Obesity is a known risk factor for development of type 2 diabetes. Lifestyle changes consisting of weight loss and regular exercise are important to reduce cardiac risk and improving blood sugar control. The best diet to achieve these changes is unclear however. The American Diabetes Association recommends a weight-losing diet that is composed of approximately 60% of calories from carbohydrate and 15-20% of calories from protein. Surprisingly, other than reduced food intake, this diet composition is very similar to that consumed by the average American. Diets that are higher in protein and lower in carbohydrate may improve blood sugar and cardiac risk more than that of a standard ADA diet. Therefore we will perform an 8 month worksite intervention in which 2 groups of diabetic subjects will receive supervised physical activity and behavioral therapy to cause 8% weight loss. Subjects will be randomized to either receive a diet consistent with current ADA guidelines or a high protein/low carbohydrate diet. We will measure heart function and blood sugar control before and after the intervention in both groups to determine which group had the greatest benefit. This study will determine which diet should be recommended for people suffering from type 2 diabetes.

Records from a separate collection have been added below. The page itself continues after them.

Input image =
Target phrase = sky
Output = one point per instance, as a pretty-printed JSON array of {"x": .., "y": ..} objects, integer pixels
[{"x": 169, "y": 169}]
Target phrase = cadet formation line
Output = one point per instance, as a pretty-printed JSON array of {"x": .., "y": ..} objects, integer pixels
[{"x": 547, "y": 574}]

Since September 2013, we have identified and telephone-screened 185 potential subjects with Type 2 diabetes. Of these, 156 were excluded after a detailed phone screening, and an additional 15 were excluded after medical screening. The remaining 15 subjects completed baseline testing and were randomized to either the intervention group (Optimum Lifestyle Intervention [OLI]) (n=7) or control group (Standard Care [SC]) (n=7). Two SC subjects withdrew from the study, and a ninth subject will complete baseline testing in early June. There were no statistically significant differences between the groups at baseline. OLI subjects lost 16% of their initial body weight, reduced their liver fat by 80% and despite a 70% dose reduction in anti-diabetic medications with a 10% reduction in hemoglobin A1C. The ability of the body to remove sugar from the blood stream improved by 145% and systolic and blood pressure were reduced by 15mmHg and 9mmHg respectively in the OLI group. There were no changes in the parameters in the SC group. These data strongly suggest that a high-protein, lower carbohydrate diet in conjunction with an intensive lifestyle intervention program produces dramatic improvements in metabolic indicators of cardiovascular and mortality. Reducing the proportion of calories derived from carbohydrate may be advisable in many patients with Type 2 diabetes mellitus.